At the same time, the deep socio-economic crisis, coupled with the need to urgently transition to a wage-led, low carbon economy, will require a massive redistribution of wealth including a wealth tax and higher corporate taxes, the mobilisation of domestic resources at regulated interest rates, prescribed assets and use of the Reserve Bank to print money.
Yet, the Treasury regularly opposes such policies, in-line with the views of the CRAs, IMF and World Bank. This rung true again in mid-April, after Moody’s fired off a memo advocating Mboweni consolidate the fiscal deficit, which would be rewarded with a ‘stable’ instead of ‘negative’ rating. Treasury happily followed suit.
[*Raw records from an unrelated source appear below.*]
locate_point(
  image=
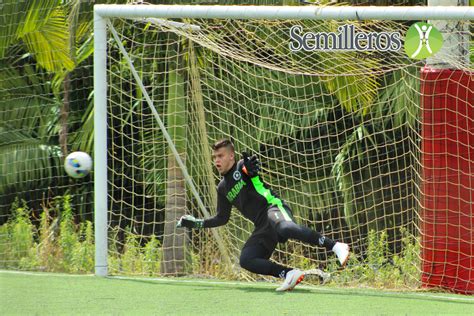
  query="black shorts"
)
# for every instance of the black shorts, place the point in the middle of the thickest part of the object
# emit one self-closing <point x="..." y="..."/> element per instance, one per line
<point x="265" y="234"/>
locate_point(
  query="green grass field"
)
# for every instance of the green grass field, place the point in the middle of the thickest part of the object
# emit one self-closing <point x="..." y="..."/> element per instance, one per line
<point x="52" y="294"/>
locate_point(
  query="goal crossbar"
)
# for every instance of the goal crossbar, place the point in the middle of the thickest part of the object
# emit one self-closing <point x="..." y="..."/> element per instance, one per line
<point x="287" y="12"/>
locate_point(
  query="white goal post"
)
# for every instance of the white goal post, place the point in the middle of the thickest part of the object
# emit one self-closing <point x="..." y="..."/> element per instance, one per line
<point x="102" y="13"/>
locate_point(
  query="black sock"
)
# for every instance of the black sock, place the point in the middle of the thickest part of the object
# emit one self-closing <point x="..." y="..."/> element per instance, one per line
<point x="283" y="272"/>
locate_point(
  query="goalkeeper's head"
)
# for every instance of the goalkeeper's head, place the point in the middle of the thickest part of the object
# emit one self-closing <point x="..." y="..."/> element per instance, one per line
<point x="223" y="155"/>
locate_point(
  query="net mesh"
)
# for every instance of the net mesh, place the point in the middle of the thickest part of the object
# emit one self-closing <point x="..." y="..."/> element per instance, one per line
<point x="339" y="134"/>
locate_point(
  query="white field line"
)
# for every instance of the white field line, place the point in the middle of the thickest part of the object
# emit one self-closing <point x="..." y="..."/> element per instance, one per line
<point x="256" y="284"/>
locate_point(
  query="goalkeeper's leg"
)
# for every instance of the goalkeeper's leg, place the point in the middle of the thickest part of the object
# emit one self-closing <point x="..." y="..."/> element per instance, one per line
<point x="282" y="221"/>
<point x="255" y="258"/>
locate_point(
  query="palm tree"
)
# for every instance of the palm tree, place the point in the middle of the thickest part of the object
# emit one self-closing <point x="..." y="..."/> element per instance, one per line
<point x="37" y="55"/>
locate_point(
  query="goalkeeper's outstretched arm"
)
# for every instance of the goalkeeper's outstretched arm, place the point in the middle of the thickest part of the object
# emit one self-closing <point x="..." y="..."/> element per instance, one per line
<point x="221" y="218"/>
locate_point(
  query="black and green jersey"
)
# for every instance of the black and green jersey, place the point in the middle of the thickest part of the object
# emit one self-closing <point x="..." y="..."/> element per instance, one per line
<point x="249" y="195"/>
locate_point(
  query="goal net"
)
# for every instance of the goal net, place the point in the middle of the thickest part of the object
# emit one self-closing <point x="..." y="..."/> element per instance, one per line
<point x="366" y="147"/>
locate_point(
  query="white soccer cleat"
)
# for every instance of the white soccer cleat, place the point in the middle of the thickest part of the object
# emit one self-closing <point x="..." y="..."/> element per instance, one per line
<point x="342" y="252"/>
<point x="292" y="279"/>
<point x="323" y="276"/>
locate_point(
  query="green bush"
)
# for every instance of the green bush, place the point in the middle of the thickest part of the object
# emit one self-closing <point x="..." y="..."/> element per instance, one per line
<point x="379" y="267"/>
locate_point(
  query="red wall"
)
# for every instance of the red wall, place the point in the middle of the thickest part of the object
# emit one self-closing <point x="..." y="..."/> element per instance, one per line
<point x="447" y="214"/>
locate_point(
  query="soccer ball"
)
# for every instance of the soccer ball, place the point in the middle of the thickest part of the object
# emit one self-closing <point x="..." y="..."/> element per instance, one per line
<point x="78" y="164"/>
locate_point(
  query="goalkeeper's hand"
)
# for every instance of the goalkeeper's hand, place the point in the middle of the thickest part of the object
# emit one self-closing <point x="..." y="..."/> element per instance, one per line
<point x="251" y="164"/>
<point x="190" y="221"/>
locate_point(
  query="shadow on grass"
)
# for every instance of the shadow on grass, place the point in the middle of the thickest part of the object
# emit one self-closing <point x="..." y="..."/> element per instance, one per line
<point x="269" y="288"/>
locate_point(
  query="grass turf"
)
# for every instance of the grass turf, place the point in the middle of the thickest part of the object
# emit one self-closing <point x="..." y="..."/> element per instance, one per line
<point x="47" y="294"/>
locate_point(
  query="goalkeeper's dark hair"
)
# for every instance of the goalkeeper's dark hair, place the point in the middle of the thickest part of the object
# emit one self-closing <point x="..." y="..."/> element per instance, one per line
<point x="227" y="143"/>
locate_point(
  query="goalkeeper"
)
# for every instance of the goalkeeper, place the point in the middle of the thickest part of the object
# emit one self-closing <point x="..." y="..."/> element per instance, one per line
<point x="242" y="187"/>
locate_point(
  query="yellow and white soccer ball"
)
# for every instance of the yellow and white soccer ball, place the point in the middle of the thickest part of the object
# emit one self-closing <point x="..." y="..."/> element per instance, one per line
<point x="78" y="164"/>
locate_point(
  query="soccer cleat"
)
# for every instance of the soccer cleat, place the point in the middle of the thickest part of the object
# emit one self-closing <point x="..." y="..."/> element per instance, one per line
<point x="292" y="279"/>
<point x="342" y="252"/>
<point x="323" y="276"/>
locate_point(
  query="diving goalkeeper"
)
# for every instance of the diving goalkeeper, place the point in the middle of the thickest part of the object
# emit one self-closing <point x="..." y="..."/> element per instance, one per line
<point x="242" y="187"/>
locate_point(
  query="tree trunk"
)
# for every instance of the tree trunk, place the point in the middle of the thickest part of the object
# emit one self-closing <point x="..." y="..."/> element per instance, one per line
<point x="174" y="239"/>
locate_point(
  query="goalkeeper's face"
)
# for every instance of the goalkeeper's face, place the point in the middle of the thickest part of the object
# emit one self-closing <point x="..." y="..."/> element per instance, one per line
<point x="224" y="159"/>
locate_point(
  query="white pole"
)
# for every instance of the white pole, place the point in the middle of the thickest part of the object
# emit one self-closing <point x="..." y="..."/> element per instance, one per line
<point x="285" y="12"/>
<point x="100" y="145"/>
<point x="455" y="50"/>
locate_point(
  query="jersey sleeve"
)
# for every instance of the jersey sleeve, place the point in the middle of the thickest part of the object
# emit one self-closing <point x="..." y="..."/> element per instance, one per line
<point x="223" y="212"/>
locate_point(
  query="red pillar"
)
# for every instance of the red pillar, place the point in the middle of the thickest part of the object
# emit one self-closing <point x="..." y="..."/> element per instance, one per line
<point x="447" y="197"/>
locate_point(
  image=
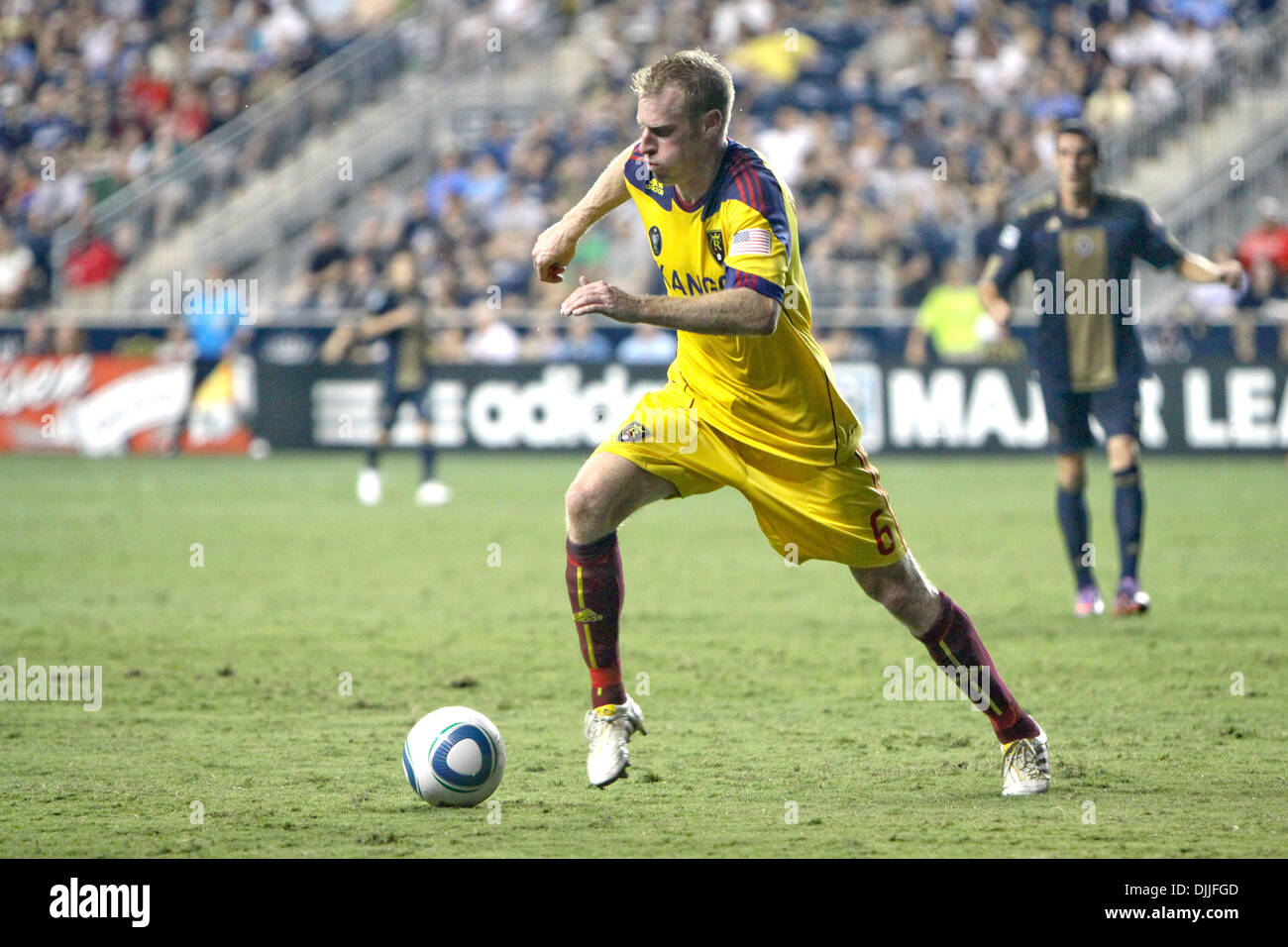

As it did following the IMF’s January 2020 surveillance report, which, “encouraged the authorities to implement strong fiscal consolidation and state-owned enterprise (SOE) reforms… accompanied by decisive structural reform measures to boost private-sector led, inclusive growth.”
Once again, in mid-July, a leading Treasury bureaucrat confirmed that the new IMF letter of intent is, “based on the commitments to fiscal consolidation.” The official bragged of IMF-approved “expenditure cuts of $13.7 billion over the next two years [and] a commitment to freeze public-sector wages for 2020-21.”
Other Emerging Markets are going through similar hell, as IMF rhetoric about fiscal expansion to fight the Covid-19 crisis is over-ruled by CRAs intent on downgrading their bonds.
Euromoney magazine’s sovereign risk rating service is illustrative, reporting in early July, “79 countries have seen their total risk scores downgraded since Q1… many sovereign borrowers across sub-Saharan Africa with commodity exposures, tightened access to finance, domestic political problems and a rising tide of foreign debt [are high risk].”
The international financial conditions are worse than any in living memory, and hark back to a 2013 statement to the United Nations by the G77+China, which identified CRAs as a core component of the debt sustainability problem.
While the IMF’s posturing about addressing indebted countries’ plight may seem to be more generous, their work remains hand-in-glove with CRAs and neoliberals within the home country. Though fiscal expansion is desperately needed to prevent the global economy from crashing, the contradictions between IMF research and public relations spin on the one hand, and policy recommendations and loan conditionality on the other, remain as vicious as ever.